В руках дядька держал чекан – малый топорик на буковом древке. Здешние мужчины-женатики все расхаживали с такими, украшая верхнюю часть чеканов резьбой по металлу и шляпками гвоздей. На свадьбу, крестины, в дальние поездки и на летние выпасы без эдакой штуки серьезному хозяину являться нельзя: засмеют. С чекана взгляд Петера соскользнул на плечо дядьки, далее на широкий рукав куртки…
На рукаве, выше локтя, был косо нашит знак: желтая ладонь врастопырку. Значит, у дядьки имелось три ладони – две свои, урожденные, и еще одна, кожаная. Для красоты, должно быть. Он и так разоделся франтом, не по возрасту и чину: кипяченная в масле, рубаха-непромокайка у ворота застегнута медной запонкой с цепочками, баранья шапка в бляшках и раковинках. Белые штаны с лазоревыми и алыми завязками дядька заправил в онучи, а на ногах его красовались керпцы из цельного куска кожи. Выходило, для полного счастья пожилому щеголю не хватает только сапог, а там хоть трава не расти, хоть кура не несись!
Наслаждаясь видом сапожек, дядька ухватил с ближайшего воза хлебец, густо усыпанный тмином. Сунул в рот, зачавкал. Ужасаясь, Петер Сьлядек ждал скандала: сомнут, затопчут! Если повезет, всего лишь обложат крепкой бранью. Ничуть не бывало: владелец хлебца захохотал с радостью, столь честной и сердечной, что она могла вызвать у стороннего зрителя умопомрачение, и пододвинул к дядьке ближе второй хлебец. Дядька сжевал и второй, забыв поблагодарить. Сбоку ему ткнули вяленого карася – схарчил рыбешку за компанию, с костями и чешуей. Видимо, сильно задумался. Юркий малец исподтишка сунулся в дядькину суму. Сьлядек поначалу решил: «Воришка!» Ан нет! Малец тихонько оставил в суме обгрызенный калач, потом взял у счастливой бабы лепешку с сыром, тоже, больше не таясь, запихал в суму и удрал, приплясывая. Баба кланялась вслед мальчишке, будто тот помог ей, хворой, в светлый праздник дойти до церкви.
Через минуту дядька на самом деле купил сапоги за полцены.
Не торгуясь.
А Петер Сьлядек решил, что от голода видит сон наяву.

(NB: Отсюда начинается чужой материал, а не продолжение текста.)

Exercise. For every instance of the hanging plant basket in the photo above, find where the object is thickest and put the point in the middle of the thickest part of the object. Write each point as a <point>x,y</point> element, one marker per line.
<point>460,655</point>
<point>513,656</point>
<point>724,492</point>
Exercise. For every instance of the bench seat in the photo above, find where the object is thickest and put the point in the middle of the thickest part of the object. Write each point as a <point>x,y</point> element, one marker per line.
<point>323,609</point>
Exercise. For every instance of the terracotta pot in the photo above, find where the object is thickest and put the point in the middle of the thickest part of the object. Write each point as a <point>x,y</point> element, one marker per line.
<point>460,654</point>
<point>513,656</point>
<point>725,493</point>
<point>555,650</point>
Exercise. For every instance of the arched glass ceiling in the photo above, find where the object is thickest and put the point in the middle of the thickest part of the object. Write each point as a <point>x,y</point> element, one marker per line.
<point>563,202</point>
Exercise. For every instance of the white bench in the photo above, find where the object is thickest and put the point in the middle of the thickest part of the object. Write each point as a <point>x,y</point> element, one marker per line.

Вокруг радовались люди, без малейшей зависти помогая дядьке снять керпцы и надеть «сапожцы». Кто-то наливал франту пива, требуя спрыснуть обнову, кто-то уговаривал закусить гусиным боком. Голенастую девчонку гладили по голове, жердяя оттеснили прочь, занятые важным, безотлагательным делом – сделать румяному дядьке хорошо, совсем хорошо и еще лучше. Здесь не таилось угодливости, с какой низшие лебезят перед высшим, не крылось подхалимства или лести – ничуть! Все благодеяния делались с распахнутой душой, честно и трудолюбиво, можно сказать, деловито, будто народ строил дом, просторный и светлый, где собирался начать жить прямо с завтрашнего утра.